“With the fire of carbuncle, the brilliant purple of amethyst and the sea green colour of the emerald, all shining together in incredible union”; these are the words used by Pliny the Elder (23-79AD) in the world’s first Encyclopaedia, and possibly the best description of this beautiful gem stone.
In ancient times this precious gem was only found in Czechoslovakia, until the Spaniards returned from South America with fine specimens of Aztec Opals.
The Opal went through a stage in its history when it was believed to carry bad luck; this was due to Sir Walter Scott’s “Anne of Geierstein”, in which the heroine possesses an Opal that changes colour according to her emotions and crumbled upon her death.
A rich and intricate history, for a rich and intricate stone, the stone`s intriguing play of light and colour is due to the moisture content of the stone – which when lost, the stone loses its fire. This fact and the fascinating play of colour and light have woven numerous legends and myths into the Opal`s history.
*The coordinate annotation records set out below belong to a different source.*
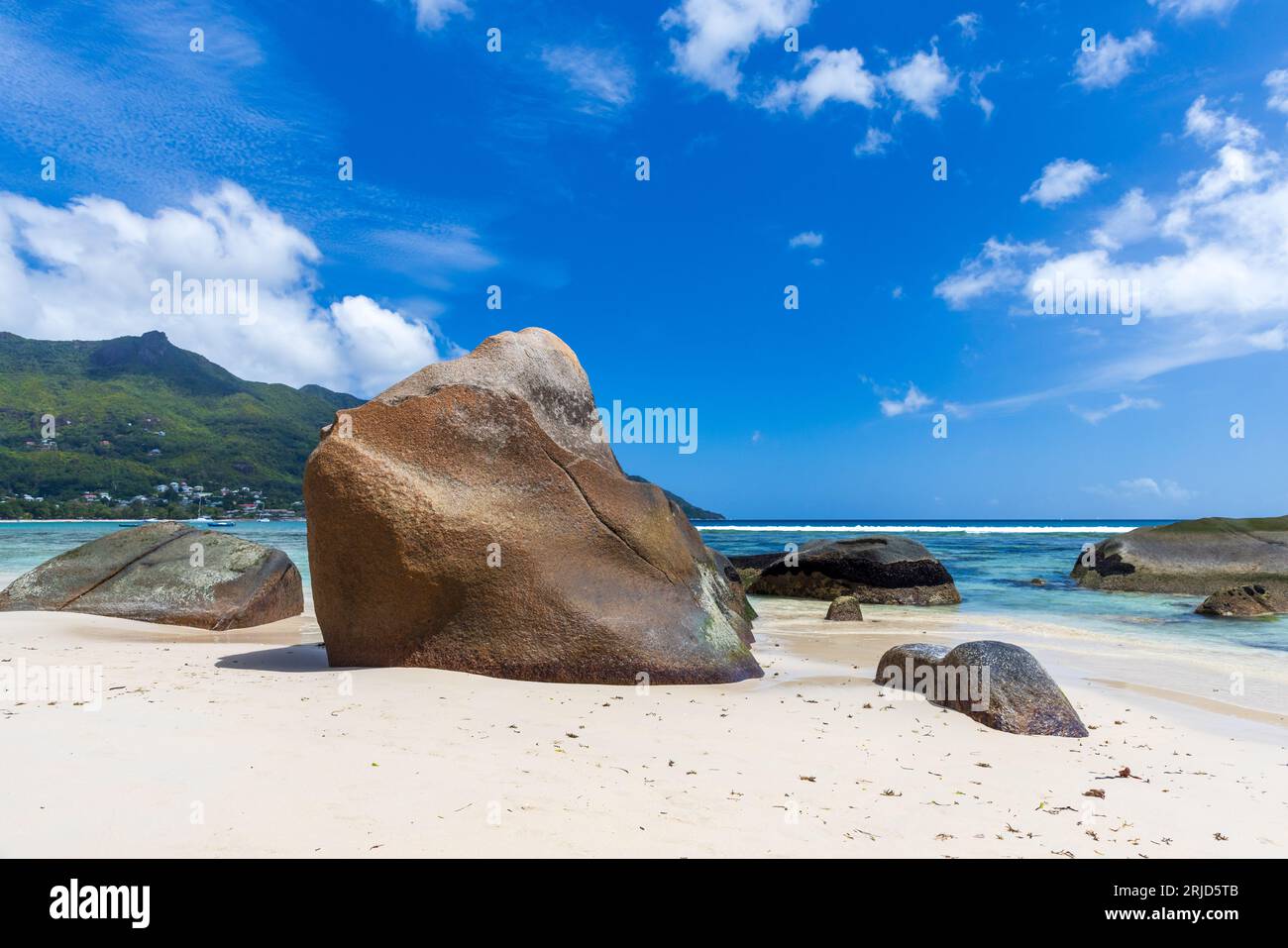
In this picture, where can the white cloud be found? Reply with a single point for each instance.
(597, 73)
(912, 402)
(1214, 288)
(833, 75)
(86, 270)
(433, 14)
(1144, 487)
(1125, 403)
(719, 34)
(874, 143)
(923, 81)
(1001, 265)
(977, 95)
(1193, 9)
(1112, 60)
(1276, 82)
(1063, 180)
(1128, 222)
(969, 25)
The Greeks believed it to bestow powers of fore sight and prophecy. The Arabs believe the stone fell from the heavens in flashes of lightning. Cherished by thieves who would wrap the gem in a bay leaf to become invisible, and worn by blondes to keep the colour of their hair, the Opal really has a colourful and vibrant history.
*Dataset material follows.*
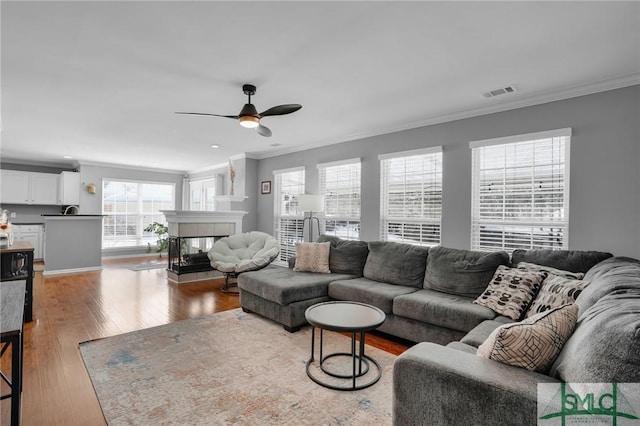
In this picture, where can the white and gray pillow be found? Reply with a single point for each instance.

The name Opal is derived from the Sanskrit word upala (Precious stone), the Greek word opallios (to see a colour), and the Latin word opalus (to see a change of colour).
Opal artifacts have been recovered from caves in Kenya, dating back 6000 years. Now days 95% of the opals mined come from Australia which has become synonymous with the Opal, and adopted it as one of its national symbols.
People born in October must surely be blessed to have the Opal as their birthstone.